# USDA Recommendations for thawing a Turkey



## scarbelly (Nov 21, 2011)

With Turkey Day right around the corner, I thought I would share the USDA guidelines for thawing  a Turkey. I copied this right off their website

*Refrigerator Thawing*
When thawing a turkey in the refrigerator:

Plan ahead: allow approximately 24 hours for each 4 to 5 pounds in a refrigerator set at 40 °F or below.
Place the turkey in a container to prevent the juices from dripping on other foods.

[Top of Page]

http://*Refrigerator Thawing Times*
Whole turkey:

 4 to 12 pounds ……  1 to 3 days
12 to 16 pounds …… 3 to 4 days
16 to 20 pounds …… 4 to 5 days
20 to 24 pounds …… 5 to 6 days

A thawed turkey can remain in the refrigerator for 1 or 2 days before cooking. _Foods thawed in the refrigerator can be refrozen without cooking but there may be some loss of quality._

[Top of Page]

http://*Cold Water Thawing*
Allow about 30 minutes per pound.

First be sure the turkey is in a leak-proof plastic bag to prevent cross-contamination and to prevent the turkey from absorbing water, resulting in a watery product.

Submerge the wrapped turkey in cold tap water.
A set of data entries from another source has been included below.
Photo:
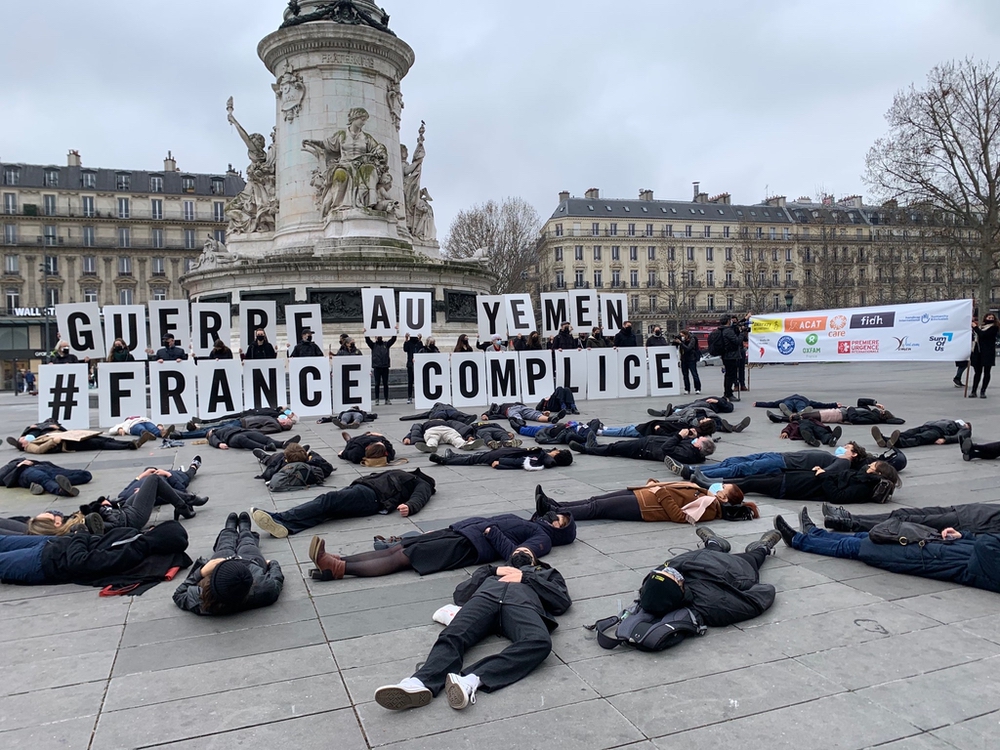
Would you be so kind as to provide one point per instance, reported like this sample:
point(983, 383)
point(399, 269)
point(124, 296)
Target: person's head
point(706, 445)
Change the water every 30 minutes until the turkey is thawed. Cook the turkey immediately after it is thawed.

[Top of Page]

http://*Cold Water Thawing Times*

 4 to 12 pounds …… 2 to 6 hours
12 to 16 pounds …… 6 to 8 hours
16 to 20 pounds …… 8 to 10 hours
20 to 24 pounds …… 10 to 12 hours

_A turkey thawed by the cold water method should be cooked immediately. After cooking, meat from the turkey can be refrozen._


----------



## kielbasa kid (Nov 21, 2011)

Let me put this out there: regarding "Turkey thawed by the cold water method should be cooked immediately".

O.k., so it is now thawed BUT it is brined for an additional 2 days...

.then drained and patted dry but the brine is NOT rinsed off....

.then allowed to sit in the refrigerator for an additional 2 days in order to dry.....

then rinsed completely on cold water....

dried...and

a rub applied for another 12+ hours in the refrigerator

Then smoked with a liquid pan at 325 degrees.

How does this stack-up?  It's made-up of gathered forum wisdoms.

Jimmy J, et al; come in on this please or we may be going OUT for Thursday's dinner.

rich


----------



## eman (Nov 21, 2011)

Thaw the turkey, go to brine for 24 hrs , season,  back in fridge  12 - 24 hrs, smoke. don't know anything about all the rinsing and drying. sounds like doing laundry to me???


----------



## SmokinAl (Nov 21, 2011)

Thanks Scar for reminding us to be safe!


----------



## kielbasa kid (Nov 21, 2011)

"rinse", gets the residue off (especially salt) so it doesn't unduly effect the spices in the rub.

"dry", gets the water/liquid off, so the oil that is applied with and before the rub, can penetrate. Otherwise, oil rises above water.

Many spices are NOT water soluable and need oil to desolve them for penetration.

Spin drying on delicate cycle doesn't pull the drum sticks and wings off. Kapish?
	

	
	
		
		



		
			






rich


----------



## scarbelly (Nov 21, 2011)

eman said:


> Thaw the turkey, go to brine for 24 hrs , season,  back in fridge  12 - 24 hrs, smoke. don't know anything about all the rinsing and drying. sounds like doing laundry to me???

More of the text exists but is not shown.